Elizabeth Comack is a professor of sociology and criminology at the University of Manitoba and a CCPA–MB research associate. Her book, Coming Back to Jail: Women, Trauma, and Criminalization, will be launched at McNally Robinson Booksellers Grant Park on Thursday, June 7. Starts at 7pm.

Published some two decades ago, Elizabeth Comack’s Women in Trouble explored the connections between the women’s abuse histories and their law violations as well as their experience of imprisonment in an aged facility. What has changed for incarcerated women in those twenty years? Are experiences of abuse continuing to have an impact on the lives of criminalized women? How do women find the experience of imprisonment in a new facility?
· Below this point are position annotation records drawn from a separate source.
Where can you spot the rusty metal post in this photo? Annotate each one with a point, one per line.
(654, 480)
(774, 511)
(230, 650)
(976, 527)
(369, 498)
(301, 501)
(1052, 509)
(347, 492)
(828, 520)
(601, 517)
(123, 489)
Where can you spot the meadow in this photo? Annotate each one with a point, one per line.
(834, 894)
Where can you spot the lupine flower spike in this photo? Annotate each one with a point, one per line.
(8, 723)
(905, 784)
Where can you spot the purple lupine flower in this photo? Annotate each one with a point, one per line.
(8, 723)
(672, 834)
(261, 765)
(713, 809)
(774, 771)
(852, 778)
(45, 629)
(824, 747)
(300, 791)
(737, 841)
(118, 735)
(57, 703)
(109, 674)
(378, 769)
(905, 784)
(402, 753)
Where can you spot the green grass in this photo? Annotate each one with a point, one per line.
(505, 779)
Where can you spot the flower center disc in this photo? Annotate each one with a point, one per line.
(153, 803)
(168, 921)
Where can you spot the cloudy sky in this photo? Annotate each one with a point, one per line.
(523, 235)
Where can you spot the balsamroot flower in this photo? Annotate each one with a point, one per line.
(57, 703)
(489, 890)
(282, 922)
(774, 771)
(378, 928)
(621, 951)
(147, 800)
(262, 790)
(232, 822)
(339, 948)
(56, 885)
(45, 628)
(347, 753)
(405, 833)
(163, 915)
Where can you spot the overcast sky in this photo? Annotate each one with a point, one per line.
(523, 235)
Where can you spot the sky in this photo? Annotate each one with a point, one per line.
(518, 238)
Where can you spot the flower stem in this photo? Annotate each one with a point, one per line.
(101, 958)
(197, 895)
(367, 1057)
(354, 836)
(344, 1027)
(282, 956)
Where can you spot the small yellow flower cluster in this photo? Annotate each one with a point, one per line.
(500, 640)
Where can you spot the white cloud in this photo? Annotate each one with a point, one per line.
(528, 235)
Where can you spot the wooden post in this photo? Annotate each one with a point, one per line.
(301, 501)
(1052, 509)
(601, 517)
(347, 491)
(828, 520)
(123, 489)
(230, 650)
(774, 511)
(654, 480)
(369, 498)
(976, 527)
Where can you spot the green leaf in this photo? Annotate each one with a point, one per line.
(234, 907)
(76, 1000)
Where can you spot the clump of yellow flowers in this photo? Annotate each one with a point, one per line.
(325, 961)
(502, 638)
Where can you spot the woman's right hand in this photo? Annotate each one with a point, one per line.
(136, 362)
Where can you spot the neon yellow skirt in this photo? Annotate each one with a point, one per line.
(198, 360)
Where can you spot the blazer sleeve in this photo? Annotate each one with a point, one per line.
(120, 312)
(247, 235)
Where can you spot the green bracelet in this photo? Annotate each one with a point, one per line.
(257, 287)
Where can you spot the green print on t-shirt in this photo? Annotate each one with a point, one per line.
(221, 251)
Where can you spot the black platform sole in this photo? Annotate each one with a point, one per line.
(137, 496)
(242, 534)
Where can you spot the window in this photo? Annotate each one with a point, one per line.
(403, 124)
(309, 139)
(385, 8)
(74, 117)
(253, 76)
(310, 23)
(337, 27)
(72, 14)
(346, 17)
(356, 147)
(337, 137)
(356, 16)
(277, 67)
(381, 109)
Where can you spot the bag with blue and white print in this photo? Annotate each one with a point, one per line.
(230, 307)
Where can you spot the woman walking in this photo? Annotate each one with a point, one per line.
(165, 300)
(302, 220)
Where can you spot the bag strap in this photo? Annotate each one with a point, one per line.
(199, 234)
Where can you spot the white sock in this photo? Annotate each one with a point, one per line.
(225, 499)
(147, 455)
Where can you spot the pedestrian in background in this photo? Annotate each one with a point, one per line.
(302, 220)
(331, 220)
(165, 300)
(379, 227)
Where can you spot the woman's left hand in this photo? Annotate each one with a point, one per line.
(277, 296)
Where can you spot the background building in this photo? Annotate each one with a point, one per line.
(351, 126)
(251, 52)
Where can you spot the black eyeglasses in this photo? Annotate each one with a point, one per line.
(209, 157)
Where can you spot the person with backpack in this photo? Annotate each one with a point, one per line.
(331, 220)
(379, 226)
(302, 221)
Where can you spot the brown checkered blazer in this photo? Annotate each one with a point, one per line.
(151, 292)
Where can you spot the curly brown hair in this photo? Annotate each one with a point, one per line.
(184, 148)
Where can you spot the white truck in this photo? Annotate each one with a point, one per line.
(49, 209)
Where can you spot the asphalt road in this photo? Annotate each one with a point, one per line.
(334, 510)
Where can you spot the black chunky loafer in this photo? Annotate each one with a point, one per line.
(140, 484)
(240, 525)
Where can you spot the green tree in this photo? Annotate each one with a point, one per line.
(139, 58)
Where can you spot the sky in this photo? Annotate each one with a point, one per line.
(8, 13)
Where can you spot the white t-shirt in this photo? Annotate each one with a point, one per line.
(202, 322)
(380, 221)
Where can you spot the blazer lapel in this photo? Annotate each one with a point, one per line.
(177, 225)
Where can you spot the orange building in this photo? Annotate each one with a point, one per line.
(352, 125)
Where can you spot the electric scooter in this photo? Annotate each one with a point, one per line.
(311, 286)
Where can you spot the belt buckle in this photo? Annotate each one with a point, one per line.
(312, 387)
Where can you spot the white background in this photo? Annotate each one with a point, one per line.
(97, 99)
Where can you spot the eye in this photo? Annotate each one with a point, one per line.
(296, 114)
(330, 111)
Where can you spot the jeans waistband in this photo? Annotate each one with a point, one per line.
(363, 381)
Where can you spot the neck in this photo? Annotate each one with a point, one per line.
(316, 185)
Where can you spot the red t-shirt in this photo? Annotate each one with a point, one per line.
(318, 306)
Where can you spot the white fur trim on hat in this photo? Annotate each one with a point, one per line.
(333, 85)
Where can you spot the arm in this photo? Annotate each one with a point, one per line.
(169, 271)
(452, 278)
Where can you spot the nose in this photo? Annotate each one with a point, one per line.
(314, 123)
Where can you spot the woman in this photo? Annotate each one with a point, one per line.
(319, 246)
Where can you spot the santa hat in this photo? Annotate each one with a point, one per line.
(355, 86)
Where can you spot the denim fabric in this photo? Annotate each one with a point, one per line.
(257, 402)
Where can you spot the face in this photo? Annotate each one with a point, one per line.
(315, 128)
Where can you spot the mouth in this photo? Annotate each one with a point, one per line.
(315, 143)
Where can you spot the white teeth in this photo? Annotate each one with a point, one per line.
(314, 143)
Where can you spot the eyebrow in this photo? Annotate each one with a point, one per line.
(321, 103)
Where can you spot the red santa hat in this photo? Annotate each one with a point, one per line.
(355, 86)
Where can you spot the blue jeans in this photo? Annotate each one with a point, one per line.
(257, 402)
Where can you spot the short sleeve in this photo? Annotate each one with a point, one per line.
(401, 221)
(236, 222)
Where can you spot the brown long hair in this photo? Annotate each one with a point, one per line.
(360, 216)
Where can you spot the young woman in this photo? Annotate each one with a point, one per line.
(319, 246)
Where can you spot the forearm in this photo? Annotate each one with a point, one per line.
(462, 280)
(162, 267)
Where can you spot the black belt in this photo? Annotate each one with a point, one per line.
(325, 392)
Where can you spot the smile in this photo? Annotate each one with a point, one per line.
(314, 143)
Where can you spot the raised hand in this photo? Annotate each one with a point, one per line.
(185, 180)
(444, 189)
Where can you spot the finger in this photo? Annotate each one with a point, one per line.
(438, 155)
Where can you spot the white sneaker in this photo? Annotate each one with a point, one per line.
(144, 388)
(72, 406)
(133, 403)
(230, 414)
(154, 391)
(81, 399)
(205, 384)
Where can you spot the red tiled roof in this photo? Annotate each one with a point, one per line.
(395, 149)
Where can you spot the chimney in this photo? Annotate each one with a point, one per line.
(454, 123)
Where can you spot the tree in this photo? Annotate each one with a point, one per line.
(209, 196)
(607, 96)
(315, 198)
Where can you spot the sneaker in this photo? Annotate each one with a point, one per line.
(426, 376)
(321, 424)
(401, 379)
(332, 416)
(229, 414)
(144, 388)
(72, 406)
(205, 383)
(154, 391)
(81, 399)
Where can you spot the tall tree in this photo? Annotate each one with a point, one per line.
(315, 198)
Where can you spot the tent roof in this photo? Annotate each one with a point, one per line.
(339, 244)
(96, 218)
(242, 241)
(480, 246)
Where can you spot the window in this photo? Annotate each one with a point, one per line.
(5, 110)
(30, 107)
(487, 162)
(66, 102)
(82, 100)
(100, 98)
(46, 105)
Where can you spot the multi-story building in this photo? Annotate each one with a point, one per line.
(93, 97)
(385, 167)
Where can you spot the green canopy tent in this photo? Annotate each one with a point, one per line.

In Coming Back to Jail, Comack shows how — despite recent moves to be more “gender responsive” — the prisoning of women is ultimately more punishing than empowering. What is more, because the sources of the women’s trauma reside in the systemic processes that have contoured their lives and their communities, true healing will require changing women’s social circumstances on the outside so they no longer keep coming back to jail.

Elizabeth Comack is a professor of Sociology at the University of Manitoba. Over the past three decades she has written and conducted research on a variety of social justice topics. Elizabeth’s current research projects stem from her involvement in the Manitoba Research Alliance’s SSHRC Partnership project, “Partnering for Change: Community-Based Solutions for Aboriginal and Inner-City Poverty.” Elizabeth leads the Justice, Safety, and Security stream of the project.